Konflik berasal dari kata kerja Latin configere yang berarti saling memukul. Secara sosiologis,
konflik diartikan sebagai suatu proses sosial antara dua orang atau lebih (bisa juga kelompok)
dimana salah satu pihak berusaha menyingkirkan pihak lain dengan menghancurkannya atau
membuatnya tidak berdaya. Konflik bertentangan dengan integrasi. Konflik dan Integrasi
berjalan sebagai sebuah siklus di masyarakat. Konflik yang terkontrol akan menghasilkan
integrasi. sebaliknya, integrasi yang tidak sempurna dapat menciptakan konflik.
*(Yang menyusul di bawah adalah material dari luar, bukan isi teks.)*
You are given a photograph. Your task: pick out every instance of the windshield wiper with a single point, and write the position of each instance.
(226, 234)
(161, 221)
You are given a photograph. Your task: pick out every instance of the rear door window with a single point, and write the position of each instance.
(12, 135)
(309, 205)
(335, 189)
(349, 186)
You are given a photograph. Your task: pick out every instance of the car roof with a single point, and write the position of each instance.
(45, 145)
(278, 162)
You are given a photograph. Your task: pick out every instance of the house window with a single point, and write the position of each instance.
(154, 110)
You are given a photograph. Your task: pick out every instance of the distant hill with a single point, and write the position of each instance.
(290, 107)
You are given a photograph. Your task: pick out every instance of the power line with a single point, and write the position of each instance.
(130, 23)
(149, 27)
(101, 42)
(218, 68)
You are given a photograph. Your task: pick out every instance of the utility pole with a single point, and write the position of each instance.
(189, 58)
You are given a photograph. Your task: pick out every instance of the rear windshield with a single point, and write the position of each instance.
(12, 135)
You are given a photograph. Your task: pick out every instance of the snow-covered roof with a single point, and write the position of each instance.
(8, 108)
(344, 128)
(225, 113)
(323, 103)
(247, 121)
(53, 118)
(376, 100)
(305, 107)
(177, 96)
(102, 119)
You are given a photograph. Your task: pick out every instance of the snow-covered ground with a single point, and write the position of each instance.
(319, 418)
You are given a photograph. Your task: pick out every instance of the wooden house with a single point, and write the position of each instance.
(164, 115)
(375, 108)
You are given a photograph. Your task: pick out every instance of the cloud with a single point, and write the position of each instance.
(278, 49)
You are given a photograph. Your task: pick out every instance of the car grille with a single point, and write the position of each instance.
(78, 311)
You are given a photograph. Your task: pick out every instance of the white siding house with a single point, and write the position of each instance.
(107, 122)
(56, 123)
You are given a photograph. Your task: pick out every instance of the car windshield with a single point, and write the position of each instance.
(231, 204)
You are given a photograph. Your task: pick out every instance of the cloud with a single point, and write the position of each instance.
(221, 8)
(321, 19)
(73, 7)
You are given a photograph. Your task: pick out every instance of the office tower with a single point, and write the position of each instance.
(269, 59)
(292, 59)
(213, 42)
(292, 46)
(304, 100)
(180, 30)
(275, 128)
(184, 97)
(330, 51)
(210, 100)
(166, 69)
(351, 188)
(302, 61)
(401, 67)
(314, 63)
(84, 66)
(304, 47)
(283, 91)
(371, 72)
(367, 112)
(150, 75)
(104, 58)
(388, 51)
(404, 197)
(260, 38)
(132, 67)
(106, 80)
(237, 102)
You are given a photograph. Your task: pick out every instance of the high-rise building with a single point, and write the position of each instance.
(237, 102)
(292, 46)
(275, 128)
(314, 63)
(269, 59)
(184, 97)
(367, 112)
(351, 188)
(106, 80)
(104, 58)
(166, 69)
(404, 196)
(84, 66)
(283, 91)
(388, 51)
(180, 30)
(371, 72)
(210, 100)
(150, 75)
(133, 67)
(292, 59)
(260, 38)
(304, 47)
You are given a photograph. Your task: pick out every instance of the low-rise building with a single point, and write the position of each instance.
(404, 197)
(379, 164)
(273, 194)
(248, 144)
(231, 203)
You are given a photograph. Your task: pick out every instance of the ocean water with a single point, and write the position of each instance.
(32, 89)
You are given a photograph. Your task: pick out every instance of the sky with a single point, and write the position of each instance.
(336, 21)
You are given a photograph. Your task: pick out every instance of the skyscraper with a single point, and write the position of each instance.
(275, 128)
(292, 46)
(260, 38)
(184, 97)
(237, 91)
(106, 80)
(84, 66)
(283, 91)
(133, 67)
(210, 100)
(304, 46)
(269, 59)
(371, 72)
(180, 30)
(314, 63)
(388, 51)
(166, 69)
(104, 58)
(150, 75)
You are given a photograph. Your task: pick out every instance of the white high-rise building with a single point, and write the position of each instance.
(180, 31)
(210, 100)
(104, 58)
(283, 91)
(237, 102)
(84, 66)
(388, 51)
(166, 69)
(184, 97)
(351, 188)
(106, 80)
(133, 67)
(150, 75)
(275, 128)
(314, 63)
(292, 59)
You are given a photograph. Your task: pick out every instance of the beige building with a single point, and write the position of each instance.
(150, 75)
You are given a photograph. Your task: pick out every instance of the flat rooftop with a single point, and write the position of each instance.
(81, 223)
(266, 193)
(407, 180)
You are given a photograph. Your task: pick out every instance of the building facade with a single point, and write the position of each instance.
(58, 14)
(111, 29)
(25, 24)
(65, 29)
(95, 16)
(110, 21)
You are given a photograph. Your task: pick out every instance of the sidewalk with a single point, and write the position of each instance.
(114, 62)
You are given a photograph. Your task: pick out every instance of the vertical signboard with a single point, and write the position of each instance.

Dalam pandangan interaksionis terdapat 2 konflik yang dapat menyelesaikan tujuan kelompok
dan konflik yang menghambat tujuan kelompok, yaitu:
• Konflik fungsional. Yaitu konflik yang mendukung tujuan kelompok dan meningkatkan
kinerjanya
• Konflik disfungsional. Yaitu konflik yang menghambat kinerja kelompok
Jenis Konflik
Menurut Stephen P.Robbin, proses konflik dapat dipahami sebagai sebuah proses yang terdiri
atas lima tahapan: potensi pertentangan atau ketidakselarasan, kognisi dan personalisasi, maksud,
perilaku, dan akibat.
Tahap pertama dalam proses konflik adalah munculnya kondisi-kondisi yang menciptakan
peluang bagi pecahnya konflik. Kondisi-kondisi tersebut tidak mesti mengarah langsung ke
konflik, tetapi salah satu darinya diperlukan jika konflik hendak muncul. Kondisi-kondisi
tersebut (sebab atau sumber konflik) dapat dipadatkan ke dalam tiga kategori umum :
komunikasi, struktur, dan variabel-variabel pribadi.
Yaitu tahap dimana isu-isu konflik biasanya didefinisikan dan pada gilirannya akan menentukan
jalan panjang menuju akhir penyelesaian konflik. Sebagai contoh, emosi yang negatif dapat
menyebabkan peremehan persoalan, menurunnya tingkat kepercayaan dan interpretasi negatif
atas perilaku pihak lain. Konflik disyaratkan adanya persepsi dengan kata lain bahwa tidak
berarti konflik itu personalisasi. Selanjutnya konflik pada tingkatan perasaan yaitu ketika orang
mulai terlibat secara emosional.
Tahap 3 : Maksud
Maksud mengintervensi antara persepsi serta emosi orang dan perilaku luaran mereka. Maksud
adalah keputusan untuk bertindak dengan cara tertentu. Banyak konflik bertambah parah semata-
mata karena salah satu pihak salah dalam memahami maksud pihak lain. Selain itu, biasanya ada
perbedaan yang besar antara maksud dan perilaku, sehingga perilaku tidak selalu mencerminkan
secara akurat maksud seseorang. muncul karena salah-satu pihak salah dalam memahami maksud
pihak lain.
Tahap 4 : Perilaku
Meliputi pernyataan aksi dan reaksi yang dibuat oleh pihak-pihak yang berkonflik.
Dengan demikian dalam konflik dibutuhkan teknik-teknik manajemen konflik sehingga
mendorong konflik mencapai tingkat konflik yang diinginkan. Untuk meredakan konflik
yang ada, diperlukan untuk mempelajari teknik-teknik manajemen konflik. Manajemen
konflik adalah pemanfaatan teknik-teknik resolusi dan dorongan (stimulasi) untuk mencapai
tingkat konflik yang diinginkan.
Tahap 5 : Akibat
Jalinan aksi reaksi antara pihak yang berkonflik menghasilkan konsekuensi. Akibat atau
konsekuensi ini bisa bersifat fungsional, dalam arti konflik tersebut menghasilkan kinerja
kelompok, atau juga bersifat disfungsional karena justru menghambat kinerja kelompok.
Akibat Fungsional, menjelaskan bahwa konfik dapat menjadi suatu penggerak yang
meningkatkan kinerja kelompok. Konflik bersifat konstruktif ketika hal tersebut
memperbaiki kualitas keputusan, merangsang kreativitas dan inovasi, mendorong minat dan
keingintahuan di antara anggota-anggota kelompok, menyediakan media atau sarana untuk
mengungkapkan masalah dan menurunkan ketegangan, serta menumbuhkan suasana yang
mendorong evaluasi diri dan perubahan.
Akibat Disfungsional, menjelaskan bahwa konflik dapat menghambat kinerja dari sebuah
kelompok. Di antara konsekuensi-konsekuensi yang tidak diharapkan tersebut, terdapat
lambannya komunikasi, menurunnya kekompakan kelompok, dan subordinasi tujuan
kelompok oleh dominasi perselisihan antaranggota.